Eine teils düstere, teils regelrecht manische Platte
Wertung: 8/10
Genre: Rock, Funk, Crossover
Spielzeit: 27:43
Release: 01.06.2018
Label: The Leaf Label

Warmduscher, das klingt nach Deutschpunk, wahlweise auch deutschsprachiger Hardcore, aber weit gefehlt: Die Londoner Truppe setzt sich aus Mitgliedern von Fat White Family, Paranoid London, Insecure Men und einigen anderen Bands zusammen und vermengt auf ihrem zweiten Album „Whale City“ so ziemlich alle Musikstile, die man sich morgens um zwei besoffen in einer Bar vorstellen kann: Folk, Rock, Americana, Country, Funk – alles getragen von Sänger Clams Barker, der in teils fast manischer Art und Weise nach den Ohren und Herzen der Hörer greift; beinah wie ein Fernsehprediger, allerdings hält der Mann hier was er verspricht.

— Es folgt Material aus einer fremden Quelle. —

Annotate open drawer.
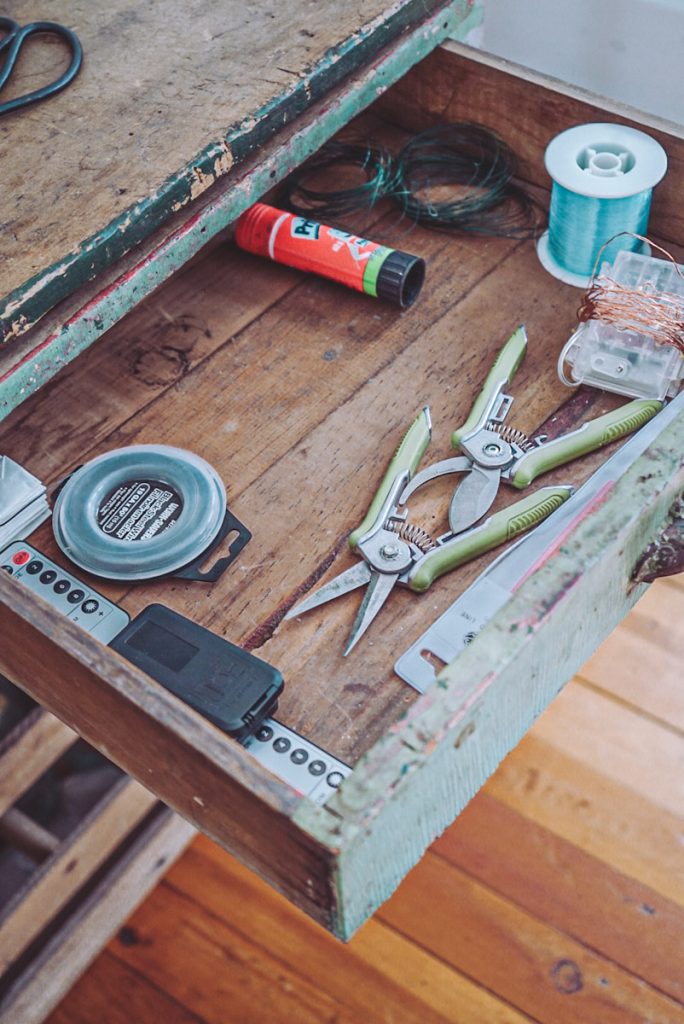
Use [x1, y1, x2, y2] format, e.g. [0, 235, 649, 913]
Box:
[0, 44, 684, 938]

Immer pendelt die Truppe zwischen hypnotisch und wild, entspannt und hysterisch, meist finden sich alle Facetten in nur einem einzigen Song – da braucht es schon mal einige Anläufe, bis man sich zumindest ein bisschen zurecht findet. Das ist aber vermutlich auch ein bisschen beabsichtigt von den Briten, die ihr Bestes tun, um den Hörer ins verkommene Whale City zu locken, das im Verlauf der Platte immer mehr zu einer Mischung aus Las Vegas und Sodom und Gomorrha mutiert, da hilft auch der eigentlich unschuldig anmutende Einstieg mit dem Intro „Bright Lights“ nichts; denn schon der erste „richtige“ Track „Standing On The Corner“ zeigt auf, wo die Band hin will – ein funkig-schmutziger Track mit leicht verzerrten Vocals und beschwingtem Riffing; und wieder sitzt man gedanklich in irgendeiner gottverlassenen, versifften Hinterhofkneipe und nuckelt an seinem x-ten Bier.

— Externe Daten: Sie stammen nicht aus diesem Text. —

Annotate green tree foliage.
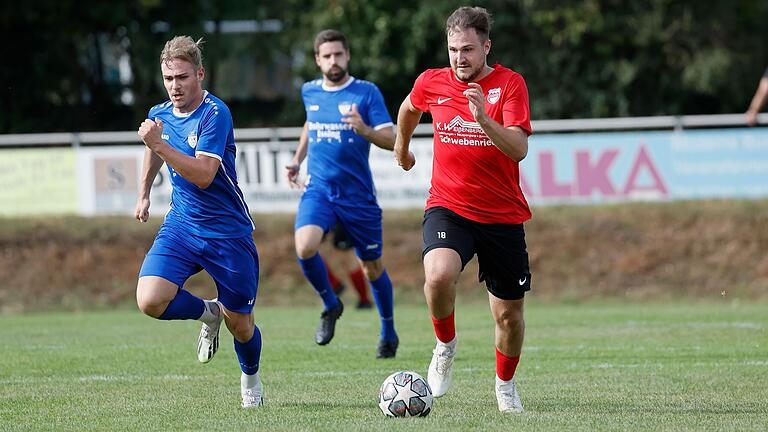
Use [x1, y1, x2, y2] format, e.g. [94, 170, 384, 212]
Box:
[0, 0, 768, 133]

„Big Wilma“ kommt dann noch deutlich flotter daher, fast tanzbar walzt sich dieser Brocken von einem Song durch die Lautsprecher und hinterlässt dank des fast hysterischen Fronters, des monoton-einlullenden Riffs und des temperamentvollen Drummings einen deutlich bleibenden Eindruck. Ein absoluter Anspieltipp ist dann der räudige Titeltrack, der fast eine stonerhafte Düsternis predigt und dabei doch irgendwie tanzbar bleibt – im direkten Vergleich wirkt das nachfolgende „Straight To The Top“ schockierend ruhig und fast schon depressiv, trotzdem baut sich eine gewisse nervöse Spannung auf, die es unmöglich macht, den Track nicht cool zu finden.

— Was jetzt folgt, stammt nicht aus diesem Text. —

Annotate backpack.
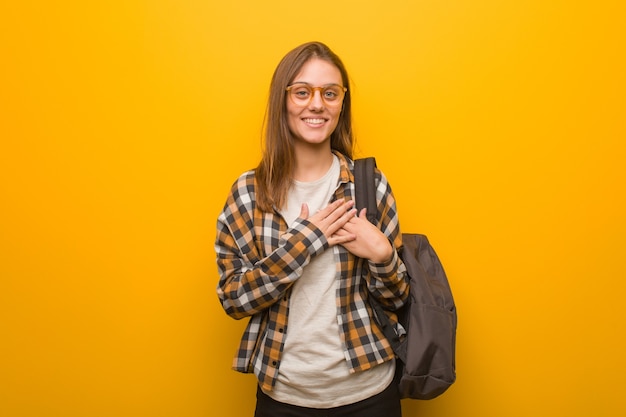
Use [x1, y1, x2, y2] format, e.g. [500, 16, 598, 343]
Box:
[354, 158, 457, 400]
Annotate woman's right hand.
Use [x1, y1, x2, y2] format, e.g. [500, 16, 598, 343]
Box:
[300, 200, 356, 246]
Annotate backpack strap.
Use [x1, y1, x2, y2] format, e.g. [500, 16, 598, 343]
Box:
[354, 157, 378, 224]
[354, 157, 406, 362]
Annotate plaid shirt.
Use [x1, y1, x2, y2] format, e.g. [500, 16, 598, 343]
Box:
[215, 153, 409, 390]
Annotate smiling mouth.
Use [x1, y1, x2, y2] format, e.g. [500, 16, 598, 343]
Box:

Warmduscher gelingt mit ihrer zweiten Platte etwas, was eigentlich ein absoluter Klischeesatz in Rezensionen darstellt: Sie ziehen den Hörer in ihren Bann. Es mag ein düsterer Bann sein, aber nichtsdestotrotz - „Whale City“ ist eine teils schmutzigere, dunkle, teils überspannt-hysterische Platte geworden sein, fast sexy zu nennen und auf jeden Fall gut genug, um die Band weiterhin im Auge zu behalten. Mit ein bisschen Glück und guter Werbung kann man die Herrschaften dann vielleicht auch bald in deutschen Clubs erleben...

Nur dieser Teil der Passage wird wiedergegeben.